RNA-sequencing assay to Identify changed gene expression in stomach adenocarcinoma (STAD) cells with ACAT2 knockdown

Purpose: To elucidate how ACAT2 influenced the expression profile in STAD cells, ACAT2 expression was reduced using one shRNA in STAD HGC-27 cells. Then, transcriptional profiling of cells with ACAT2 knockdown (shACAT2) and the control cells (shNC) was performed to characterize differentially expressed genes (DEG).Methods: When shNC and shACAT2 cells grew to approximately 80% confluence, these cells were washed twice using pre-chilled PBS. Total RNAs were harvested using Trizol reagents (Thermo Fisher Scientific). Poly(A) mRNA was isolated and enriched using NEBNext Poly(A) mRNA Magnetic Isolation Module.
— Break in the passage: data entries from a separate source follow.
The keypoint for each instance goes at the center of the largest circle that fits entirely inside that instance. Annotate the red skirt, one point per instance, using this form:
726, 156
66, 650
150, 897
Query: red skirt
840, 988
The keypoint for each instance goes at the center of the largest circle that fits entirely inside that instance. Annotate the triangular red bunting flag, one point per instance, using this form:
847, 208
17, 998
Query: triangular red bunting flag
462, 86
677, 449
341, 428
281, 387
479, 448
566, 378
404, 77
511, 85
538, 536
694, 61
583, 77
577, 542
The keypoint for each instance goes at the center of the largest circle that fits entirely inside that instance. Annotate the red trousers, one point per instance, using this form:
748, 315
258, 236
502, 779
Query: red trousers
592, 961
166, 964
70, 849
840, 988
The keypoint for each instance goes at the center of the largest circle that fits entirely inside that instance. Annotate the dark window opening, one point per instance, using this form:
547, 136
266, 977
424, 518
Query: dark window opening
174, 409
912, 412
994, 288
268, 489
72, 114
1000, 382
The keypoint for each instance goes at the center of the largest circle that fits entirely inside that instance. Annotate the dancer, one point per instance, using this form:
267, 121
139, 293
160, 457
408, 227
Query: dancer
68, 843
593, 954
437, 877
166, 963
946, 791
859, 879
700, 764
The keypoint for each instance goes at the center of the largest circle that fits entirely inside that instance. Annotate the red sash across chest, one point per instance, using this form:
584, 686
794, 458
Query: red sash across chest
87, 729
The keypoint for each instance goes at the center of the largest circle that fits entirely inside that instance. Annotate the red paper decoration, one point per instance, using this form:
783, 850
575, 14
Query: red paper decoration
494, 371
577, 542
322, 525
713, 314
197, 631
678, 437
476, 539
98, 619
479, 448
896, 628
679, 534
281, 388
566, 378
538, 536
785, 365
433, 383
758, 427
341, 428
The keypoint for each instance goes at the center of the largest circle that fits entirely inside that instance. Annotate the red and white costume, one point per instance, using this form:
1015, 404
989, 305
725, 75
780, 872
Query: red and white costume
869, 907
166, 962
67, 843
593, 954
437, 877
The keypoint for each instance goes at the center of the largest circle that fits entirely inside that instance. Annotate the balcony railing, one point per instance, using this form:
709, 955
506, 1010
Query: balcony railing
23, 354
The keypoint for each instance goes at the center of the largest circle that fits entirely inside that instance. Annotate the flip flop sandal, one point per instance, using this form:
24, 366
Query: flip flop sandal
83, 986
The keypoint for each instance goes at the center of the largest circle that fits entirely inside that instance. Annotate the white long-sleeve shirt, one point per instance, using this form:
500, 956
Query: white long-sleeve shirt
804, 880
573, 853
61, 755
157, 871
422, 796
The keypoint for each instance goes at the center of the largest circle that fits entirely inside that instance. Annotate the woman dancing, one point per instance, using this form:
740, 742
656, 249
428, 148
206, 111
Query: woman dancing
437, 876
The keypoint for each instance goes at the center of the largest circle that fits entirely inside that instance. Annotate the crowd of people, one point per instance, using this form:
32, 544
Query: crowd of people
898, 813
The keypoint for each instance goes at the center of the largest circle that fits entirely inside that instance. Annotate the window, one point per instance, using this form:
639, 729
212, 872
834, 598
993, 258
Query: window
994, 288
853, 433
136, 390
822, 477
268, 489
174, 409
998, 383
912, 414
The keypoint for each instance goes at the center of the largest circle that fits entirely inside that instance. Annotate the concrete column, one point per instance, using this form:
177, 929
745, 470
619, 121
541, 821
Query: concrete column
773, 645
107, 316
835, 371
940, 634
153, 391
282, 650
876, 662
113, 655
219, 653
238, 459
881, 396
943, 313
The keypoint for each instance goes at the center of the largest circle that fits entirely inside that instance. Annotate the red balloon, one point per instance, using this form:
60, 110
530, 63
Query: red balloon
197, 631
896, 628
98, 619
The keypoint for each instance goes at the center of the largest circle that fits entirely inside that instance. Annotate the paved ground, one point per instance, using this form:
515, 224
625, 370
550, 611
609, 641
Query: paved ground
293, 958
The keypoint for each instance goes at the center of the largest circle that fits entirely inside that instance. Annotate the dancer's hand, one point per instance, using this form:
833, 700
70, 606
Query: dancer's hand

The mRNA was then recovered for library generation with NEBNext ® Ultra™ Directional RNA Library Prep Kit for Illumina (NEB, E7420S) following the manufacturer's instructions. The cDNA libraries were sequenced at WuXiNextCODE (China). FastQC was used to examine the quality of raw reads. Read alignment was conducted using STAR (v2.5.1b), and R package edgeR (v3.8.5) was used to determine relative transcript abundances and differentially expressed genes (DEGs) between sample pairs. Results: Generally, 241 genes were increased and 117 genes decreased in HGC-27 shACAT2 cells, compared with shNC cells (FDR<0.05, Fold Change>2). GO analysis showed that these changed genes were significantly enriched in signal pathways related to cancer. Conclusions: Reduced ACAT2 expression alters multiple cancer-related signal pathways. Overall design: Three biological replicates for each group shNC and shACAT2 - were subjected to RNA-sequencing analysis respectively, among which shNC acted as the reference sample for shACAT2.